④「時間」(休日)×「スキル」(仕事)は、最近増えつつあるようですが、都市圏で働く人たちが本業を生かして地域の企業では雇いきれないマーケティングやデザインのノウハウを持った人たちにサポートしてもらう副業スタイル。これももちろん、観光事業者にも適用できるはず。ホームページの作成や集客キャンペーンの企画、案内チラシの作成・デザイン等、短時間で対応可能な業務はゴロゴロとあるはず。でも、地域の観光事業者さんも地元の業者さん任せにしており、なかなか新しい手が打てないという悩みの部分です。

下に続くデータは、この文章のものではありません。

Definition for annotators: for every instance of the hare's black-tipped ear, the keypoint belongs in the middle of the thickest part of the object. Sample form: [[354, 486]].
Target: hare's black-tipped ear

③④の観点から地域の観光事業者が副業希望者に発注をすれば、都会に住む会社員が代行して情報を作り、発信することになり、その結果、これまでできなかった「お客様目線」の情報発信やプロモーション施策が生まれるのではないでしょうか?

SNSでの情報発信は「スキル」というほどでもないように思いますが、毎日のように写真や動画を撮って友だちや仲間とシェアしているうちに身についたテクニックはそれなりの時間をかけて得られたポータブルスキルだと思いますよ。現に、地域の観光事業者のホームページやSNSを見ていても、毎日情報発信しているところはほとんどありません。
つまり、できる人とできない人、知っている人と知らない人の間には大きな差があるのです。
その大きな差こそが商売のタネになるのです。